Blog written by Jenna Monahan. 

One of the most difficult aspects of my job as the Mentor Facilitator for the largest middle school in Newton is dealing with issues that arise for new teachers, their mentors and their colleagues. The concerns vary from small, “I don’t have a phone”, to ones as daunting as, “He isn’t teaching what he is supposed to.” These types of scenarios generally play out at least once a day during the first 2 weeks of school and lessen as the year progresses. They come from new teachers advocating for needs, mentors trying to handle a difficult conversation, and colleagues unsure of how to address a concern since they aren’t “the mentor.” While these times can be frustrating and possibly tension filled, they are the moments where I see myself really getting to do “my job.” I have to ask myself, “How will I respond?”

Over the past 7 years I have refined my respond primarily from trial and error; there was a lot of error initially, along with words of wisdom gleaned from professional articles or workshops. This year I feel I really have a handle on how to deal with dilemmas. The flowchart of steps I take helps me reflect and determine what action is best:

  1. Listen
    1. Take notes depending on the complexity
    2. Be present in the moment
  2. Repeat/Summarize
    1. Make sure I am getting all the facts right
  3. Ask
    1. Ask probing questions to get the new teacher or mentor to reflect → bringing up their own ideas
  4. Delay
    1. Wait if more thoughtful reflection/action is required
  5. Respond
    1. Break down the response in the frame of “What I would do.”
    2. Present, if applicable, a similar issue in the past and how that played out.
  6. Determine Next Steps
    1. Establish Next Steps” → what will they do next to work towards a resolution?
      1. “Check in with me by ______ to let me know how it is going.”
      2. “How are you feeling about these next steps?” → end the conversation with an emotional check-in.

What is most hard about dilemmas is that they require difficult conversations, which are by nature, difficult. Over the years, I have learned that it is best to sit with the information rather than responding immediately. This allows for real listening, rather than half listening, half figuring out what to advise. If the mentor feels they need a response immediately, I usually give them next steps without giving them next steps.
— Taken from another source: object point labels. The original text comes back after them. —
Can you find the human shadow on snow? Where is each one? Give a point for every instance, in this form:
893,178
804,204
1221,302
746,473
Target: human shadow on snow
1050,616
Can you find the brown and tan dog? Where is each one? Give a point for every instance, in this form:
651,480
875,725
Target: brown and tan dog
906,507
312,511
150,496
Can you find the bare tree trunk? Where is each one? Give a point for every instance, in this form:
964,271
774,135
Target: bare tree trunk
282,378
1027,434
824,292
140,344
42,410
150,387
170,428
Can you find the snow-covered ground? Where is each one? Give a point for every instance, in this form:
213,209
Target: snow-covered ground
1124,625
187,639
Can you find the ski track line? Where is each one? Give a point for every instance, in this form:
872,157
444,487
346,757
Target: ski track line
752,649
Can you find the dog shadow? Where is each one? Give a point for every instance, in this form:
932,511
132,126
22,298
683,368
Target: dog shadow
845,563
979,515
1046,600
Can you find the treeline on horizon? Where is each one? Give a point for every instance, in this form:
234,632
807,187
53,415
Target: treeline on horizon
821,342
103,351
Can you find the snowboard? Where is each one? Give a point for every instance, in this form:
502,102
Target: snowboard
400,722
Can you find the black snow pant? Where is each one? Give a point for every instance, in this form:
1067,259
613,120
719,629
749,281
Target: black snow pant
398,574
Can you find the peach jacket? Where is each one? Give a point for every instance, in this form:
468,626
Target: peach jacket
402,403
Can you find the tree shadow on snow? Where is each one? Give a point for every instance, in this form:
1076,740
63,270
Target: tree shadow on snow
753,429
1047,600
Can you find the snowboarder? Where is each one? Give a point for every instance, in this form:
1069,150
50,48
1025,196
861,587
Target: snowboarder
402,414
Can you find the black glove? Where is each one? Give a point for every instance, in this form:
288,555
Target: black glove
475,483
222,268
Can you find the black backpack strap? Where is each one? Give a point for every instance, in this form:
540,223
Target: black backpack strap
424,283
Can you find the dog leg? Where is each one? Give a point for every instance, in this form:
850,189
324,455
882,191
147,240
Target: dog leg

I might say, “So when you meet with _______ next period, let them know that you will address that concern by the end of the week.” This delaying tactic gives time to process and eventually respond in a more mindful way. If I routinely gave quick answers, it might give the impression that I have all the answers, that I am not taking their concern seriously or that the mentor should have thought about “it” more instead of coming to me. Above all else, it is important to remember that the purpose of the mentoring program in our school is to assist in the growth and empowerment of new teachers. If we keep this in mind when we are dealing with dilemmas that arise in our work, more than likely the way we deal with them will be successful.